Indirect Effects of the Laissez-Faire Family?
By Bryan Caplan
Steve Sailer posted an interesting comment on my critique of Love and Economics:
Sure, but you’re missing the point about how laissez-faire families affect the genes that children wind up with.
Identical twin Jane marries a boring guy with a job and they have a
few kids who grow up to be job-holding non-criminal taxpayers.

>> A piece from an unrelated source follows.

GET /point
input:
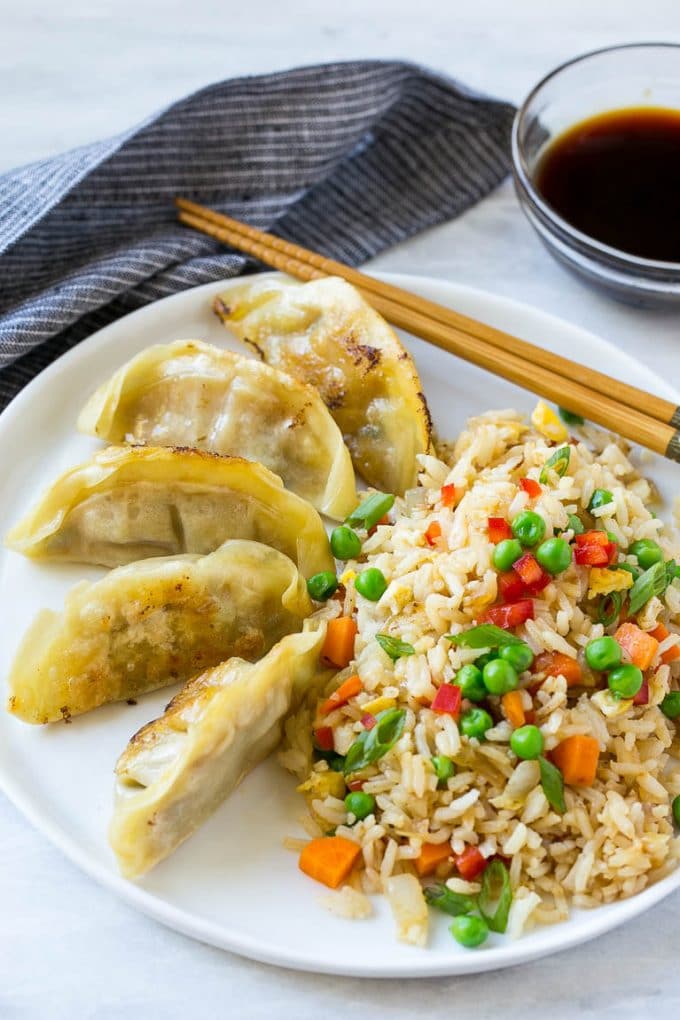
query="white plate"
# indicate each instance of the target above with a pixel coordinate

Her identical twin Joan gets impregnated by various sexy guys who
shortly thereafter get shot, imprisoned, or vanish. Her kids grow up to
be sexy, unstable individuals.
A traditional society encourages more women to marry stable
breadwinner. A 21st Century society encourages women to indulge their
hormones. The smarter ones figure out what’s in their best interests,
but the dumber ones don’t.
For Sailer’s mechanism to impugn the “laissez-faire family,” though, we’d need to see a substantial effect of shared family environment on marital status and mate choice. The standard result, however, is that shared genes can account for the greater propensity of e.g. children of divorce to eventually get divorced themselves.
Perhaps, though, Sailer is talking about non-shared environment – which absolutely has to be important, because even identical twins raised under one roof are far from identical. If so, I’m still puzzled. Why single out “the laissez-faire family” for allowing “sexy, unstable” guys to reproduce, when your real complaint is a society-wide decline in traditionalism? If, adjusting for genes, family structure has little effect on how kids turn out, don’t changes in family structure look like a symptom of the retreat from traditionalism, rather than a fundamental cause?